Elimination Planning: 5 Questions to Improve Your Productivity

Elimination Planning

5 Questions to Improve Your Productivity

We usually tend to ask the question: “How can I be more productive?” As this question can produce an overwhelmingly long list of answers, let’s reverse it.

Instead, ask, “What is causing me to be unproductive?”

Answer these five sub-questions to help you identify and remove your roadblocks.


1.    What are You Trying to Improve?

Write down your specific problem in this pattern: “In X amount of time, Y happened,” like these examples:

·         Example #1: In 12 hours, I wrote one 1000-word article.

·         Example #2: I spend 13 hours per week checking emails.

·         Example #3: I spend eight hours a week in meetings.

Your specific statement establishes your starting point or baseline for improvement.

2.    What is Your Process? Or How Do You Achieve Your Current Results?

Here is where you detail how you go about your task. Ask specific questions probing into your process.

Let’s look at Example # 2.

When do you check your emails? I check emails at the start of my workday and whenever I hear the notification bell for incoming ones. Do you read each email? I open all emails, even those that are advertisements. Do you respond to emails right away? I respond to emails on the spot even if getting the answers distracts or delays me from finishing my current task.


3.    What is Causing the Biggest Bottlenecks in Your Process?

Based on question 2, write down the bottlenecks in your email checking process:

·         You check emails anytime they come in.

·         You have FOMO. You believe you will miss out on something important, be it personal or work-related.

·         The need to reply right away is affecting other tasks.

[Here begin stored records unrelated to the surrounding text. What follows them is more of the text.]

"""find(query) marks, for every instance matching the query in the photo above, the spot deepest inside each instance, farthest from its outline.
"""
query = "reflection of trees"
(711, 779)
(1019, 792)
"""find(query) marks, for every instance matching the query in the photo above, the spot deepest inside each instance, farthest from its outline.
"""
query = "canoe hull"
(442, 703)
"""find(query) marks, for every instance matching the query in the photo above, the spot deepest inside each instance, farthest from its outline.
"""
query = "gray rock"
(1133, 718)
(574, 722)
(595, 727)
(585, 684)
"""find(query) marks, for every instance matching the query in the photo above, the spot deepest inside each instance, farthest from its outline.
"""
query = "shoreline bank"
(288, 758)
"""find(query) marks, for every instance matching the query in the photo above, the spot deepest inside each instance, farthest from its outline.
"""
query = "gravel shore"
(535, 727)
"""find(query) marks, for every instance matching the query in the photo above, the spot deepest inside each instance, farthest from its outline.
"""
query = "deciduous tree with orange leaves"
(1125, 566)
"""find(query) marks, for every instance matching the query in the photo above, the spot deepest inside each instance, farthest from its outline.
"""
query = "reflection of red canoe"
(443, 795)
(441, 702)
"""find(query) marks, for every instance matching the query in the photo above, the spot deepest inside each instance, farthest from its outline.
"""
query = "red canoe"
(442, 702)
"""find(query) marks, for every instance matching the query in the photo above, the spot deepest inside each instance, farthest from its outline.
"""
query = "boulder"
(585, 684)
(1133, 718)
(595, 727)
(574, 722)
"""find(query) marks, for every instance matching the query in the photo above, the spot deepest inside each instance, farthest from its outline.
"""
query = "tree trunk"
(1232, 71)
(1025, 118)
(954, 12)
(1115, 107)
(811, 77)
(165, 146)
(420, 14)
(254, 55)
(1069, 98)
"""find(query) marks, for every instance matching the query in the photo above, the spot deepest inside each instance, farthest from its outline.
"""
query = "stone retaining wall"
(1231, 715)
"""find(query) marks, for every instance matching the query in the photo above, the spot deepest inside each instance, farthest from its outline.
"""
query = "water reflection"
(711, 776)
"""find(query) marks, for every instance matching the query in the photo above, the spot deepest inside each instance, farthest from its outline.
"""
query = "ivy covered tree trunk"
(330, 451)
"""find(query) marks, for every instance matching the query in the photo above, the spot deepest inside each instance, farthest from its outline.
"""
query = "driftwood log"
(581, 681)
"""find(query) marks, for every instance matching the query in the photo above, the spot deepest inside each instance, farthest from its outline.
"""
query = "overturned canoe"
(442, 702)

4.    What Can You Do to Remove or Improve Bottlenecks?

After identifying your productivity roadblocks above, see what you can do to address them. In the case of checking emails too much, write down your solutions:

·         Batch your email checking at two or three fixed times in a day.

·         Don’t open any email ads during work time. Open only those with work-related subject lines or those from people you do business with.

·         Answer only those you have the answers to right away. Mark those that need some time for a reply.

 

5.    What ONE Listed Bottleneck Will You Focus On This Week? How Specifically Will You Eliminate or Improve This?

Choose one roadblock that causes the most loss in productivity. Then, get super specific on your plans to address this impediment.

When will you do it? Where? What do you need to start?

 

Let these five questions help you streamline your work process. Get more done in the least amount of time by identifying and removing bottlenecks to productivity.